In a statement in Abuja made available to our correspondent, Adenikinju blamed the power sector indebtedness to banks on the technical and economic losses that remained unacceptably high in the sector.
He maintained that many government agencies, powerful individuals and organisations were also indebted to the power companies, thereby, worsening the plight of the industry and limiting their ability to meet their obligations to the banks.
He said, “Most of these power companies are indebted to the banking sector, thereby exposing the financial system to high risks. A restructuring programme that could include a well-structured bail-out plan for the Discos should also not be ruled out.
“Technical and economic losses remain unacceptably high. Many government agencies and powerful individuals and organisations are also indebted to the power companies. The genuine concerns of the power companies must be addressed.”
To this end, Adenikinju called for a review of the Electric Power Sector Reform Act of 2015, while advising the Nigeria Electricity Regulatory Commission, NERC, to ensure that its policies were mutually beneficial to all stakeholders in the sector.
“I hold strongly the view that the extant enabling legislation in the industry the Electric Power Sector Reform Act of 2015 should be reviewed,” he said.
Continuing, Adenikinju lamented the impact of the Niger Delta crisis on the energy sector, particularly on the activities of the power generation and distribution companies, saying that apart from increasing the risk premium for petroleum companies working in the region, because of kidnapping incidence and the constant threat from the militants, the crisis has badly hit gas supply to the power generating plants.
This, according to him, has brought liquidity problems on the power firms since they do not have adequate power that would ordinarily translate to increased revenue and ability to pay back to the banks.
Also commenting on the liquidity challenges in the power sector, Mr. Onyekpere said the electricity distribution companies or DISCOs should have enough resources to operate, including servicing their loans, adding that if they don’t have enough resources, they should open up to new investors or to the Nigerian public.

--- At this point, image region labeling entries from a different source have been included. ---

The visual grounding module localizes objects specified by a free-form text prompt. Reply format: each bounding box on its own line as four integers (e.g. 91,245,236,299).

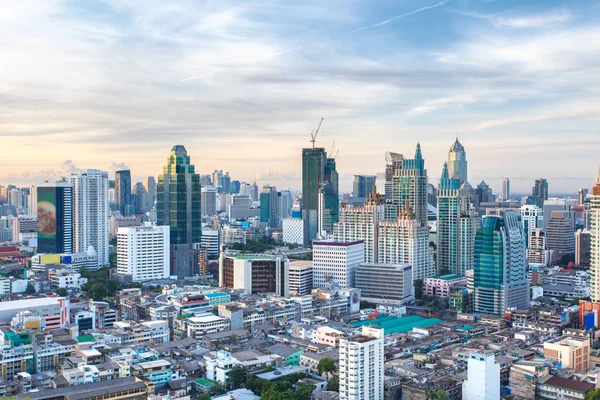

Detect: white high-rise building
289,261,313,296
463,353,500,400
68,169,110,267
339,326,384,400
313,241,365,288
117,225,170,282
590,168,600,302
377,214,435,280
333,196,385,263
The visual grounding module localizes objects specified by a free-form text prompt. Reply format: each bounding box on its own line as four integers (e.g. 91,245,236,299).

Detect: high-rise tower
156,145,202,278
448,137,467,185
115,169,131,217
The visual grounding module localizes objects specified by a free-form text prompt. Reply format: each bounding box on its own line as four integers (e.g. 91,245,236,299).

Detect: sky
0,0,600,192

“The dog in the manger attitude of those who bought public companies is no longer acceptable. The story about indebtedness is funny. Every DISCO should be able to disconnect debtors; sue in court for recovery of money owed and for services rendered and ensure that pay before service metres are installed in every home, office or company,” he said.
But ANED claimed that the nation’s electricity sector is currently being held back due to the enormous debt burden it carries.
Chief Executive Officer of ANED, Mr. Azu Obiaya, said the Discos now record an average monthly shortfall of N38 billion because of debt owed them by consumers, including the government ministries and departments, as well as a tariff regime that is not cost reflective.
Obiaya noted that the electricity market’s revenue shortfall had risen to N809 billion and could get to N1 trillion by the end of 2016.
These he said has made the power companies’ daily operations, including ability to handle indebtedness to the banks, difficult.